Most disturbing is the inability of the modern university
to adjust to the 21st century workplace. Students are not graduating in four
years. They are piling up crippling debt. They cannot figure out the Byzantine nature
of their high-interest student loan packages. And they are hardy assured of
jobs commensurate with their unsustainable investment in education.
The university's reactionary response is to keep jacking
tuition higher than the rate of inflation, to count on still more open-ended
federally guaranteed student loans, and to keep its budgetary figures mostly
hidden.
How odd, then, that the campus is more reactionary than
the objects of its frequent vituperation, from the corporation to the military.

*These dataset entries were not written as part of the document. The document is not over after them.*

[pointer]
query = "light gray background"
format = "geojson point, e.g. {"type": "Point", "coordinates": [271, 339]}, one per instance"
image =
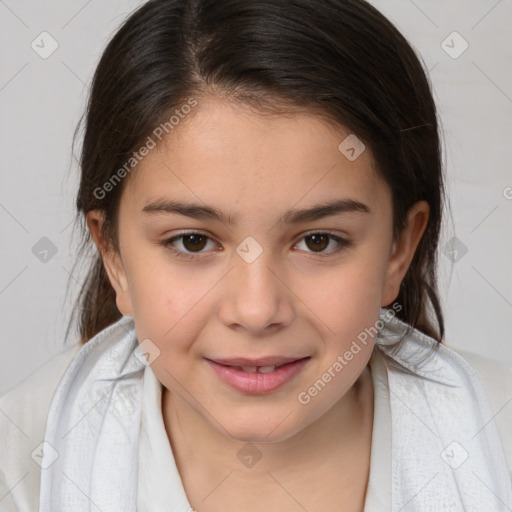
{"type": "Point", "coordinates": [41, 101]}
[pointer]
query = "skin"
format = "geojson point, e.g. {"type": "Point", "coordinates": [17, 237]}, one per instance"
{"type": "Point", "coordinates": [290, 301]}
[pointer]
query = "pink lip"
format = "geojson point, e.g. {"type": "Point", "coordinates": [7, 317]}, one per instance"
{"type": "Point", "coordinates": [257, 383]}
{"type": "Point", "coordinates": [261, 361]}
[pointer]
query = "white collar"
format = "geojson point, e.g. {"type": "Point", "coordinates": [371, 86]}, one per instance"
{"type": "Point", "coordinates": [438, 417]}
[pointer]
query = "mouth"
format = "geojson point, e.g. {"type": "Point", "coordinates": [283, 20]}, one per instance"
{"type": "Point", "coordinates": [257, 378]}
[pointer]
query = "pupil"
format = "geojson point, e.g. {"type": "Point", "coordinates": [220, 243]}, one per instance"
{"type": "Point", "coordinates": [195, 242]}
{"type": "Point", "coordinates": [316, 239]}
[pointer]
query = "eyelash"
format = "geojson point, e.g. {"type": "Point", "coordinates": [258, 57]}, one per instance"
{"type": "Point", "coordinates": [167, 243]}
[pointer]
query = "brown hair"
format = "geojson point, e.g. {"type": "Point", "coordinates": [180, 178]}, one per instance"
{"type": "Point", "coordinates": [339, 58]}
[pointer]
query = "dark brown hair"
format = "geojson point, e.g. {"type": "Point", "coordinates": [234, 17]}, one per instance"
{"type": "Point", "coordinates": [341, 59]}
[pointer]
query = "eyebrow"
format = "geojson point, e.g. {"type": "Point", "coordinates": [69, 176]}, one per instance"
{"type": "Point", "coordinates": [196, 211]}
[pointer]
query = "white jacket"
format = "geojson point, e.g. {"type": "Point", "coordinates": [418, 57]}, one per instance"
{"type": "Point", "coordinates": [24, 410]}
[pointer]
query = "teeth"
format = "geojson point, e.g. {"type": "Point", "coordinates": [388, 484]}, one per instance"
{"type": "Point", "coordinates": [249, 369]}
{"type": "Point", "coordinates": [254, 369]}
{"type": "Point", "coordinates": [266, 369]}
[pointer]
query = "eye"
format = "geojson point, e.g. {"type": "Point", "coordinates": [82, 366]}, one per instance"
{"type": "Point", "coordinates": [192, 243]}
{"type": "Point", "coordinates": [318, 241]}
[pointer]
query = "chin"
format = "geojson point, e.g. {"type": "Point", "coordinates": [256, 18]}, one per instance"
{"type": "Point", "coordinates": [258, 429]}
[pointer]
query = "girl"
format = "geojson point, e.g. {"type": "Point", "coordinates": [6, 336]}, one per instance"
{"type": "Point", "coordinates": [260, 329]}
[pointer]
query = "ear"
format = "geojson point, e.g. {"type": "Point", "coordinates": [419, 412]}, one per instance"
{"type": "Point", "coordinates": [402, 251]}
{"type": "Point", "coordinates": [112, 262]}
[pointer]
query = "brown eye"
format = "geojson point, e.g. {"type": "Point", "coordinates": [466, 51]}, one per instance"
{"type": "Point", "coordinates": [188, 245]}
{"type": "Point", "coordinates": [318, 242]}
{"type": "Point", "coordinates": [194, 242]}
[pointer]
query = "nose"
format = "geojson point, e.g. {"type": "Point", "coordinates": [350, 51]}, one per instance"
{"type": "Point", "coordinates": [256, 297]}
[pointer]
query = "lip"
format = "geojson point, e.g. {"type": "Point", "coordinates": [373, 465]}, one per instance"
{"type": "Point", "coordinates": [261, 361]}
{"type": "Point", "coordinates": [257, 383]}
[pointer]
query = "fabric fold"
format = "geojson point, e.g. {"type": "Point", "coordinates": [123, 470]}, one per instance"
{"type": "Point", "coordinates": [106, 447]}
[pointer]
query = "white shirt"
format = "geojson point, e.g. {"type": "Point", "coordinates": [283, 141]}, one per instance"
{"type": "Point", "coordinates": [23, 412]}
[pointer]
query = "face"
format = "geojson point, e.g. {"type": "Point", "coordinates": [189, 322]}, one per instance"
{"type": "Point", "coordinates": [263, 279]}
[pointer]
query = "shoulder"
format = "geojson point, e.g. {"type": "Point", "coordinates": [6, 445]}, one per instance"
{"type": "Point", "coordinates": [496, 378]}
{"type": "Point", "coordinates": [23, 412]}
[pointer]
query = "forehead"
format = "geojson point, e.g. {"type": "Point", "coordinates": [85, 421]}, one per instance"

Academics resist the sort of long-needed reforms that they always seem to
demand of others in American society.
We cannot expect the current self-interested
establishment in charge of the university to reform it. Its failure to educate
students for well-paying jobs while charging them excessive fees may alone
force a reckoning.
The Internet, tech schools and correspondence courses are
already eroding the monopolies of the campus. Whether the academic
establishment likes it or not, a new generation of leadership will have to
ensure equal pay for equal work, an end to lifetime sinecures, a new way of
assessing university achievement, transparency in budgeting and admissions,
political balance and tolerance, and a complete overhaul of the liberal arts
curriculum.
Either higher education will give up its medieval
privileges, begin to be accountable and live in the modern world, or it will be
reduced to a costly relic for a tiny elite.
An aging campus generation that has nearly wrecked the
university should bow out and let more open-minded and innovative minds repair
the damage that the old generation has wrought.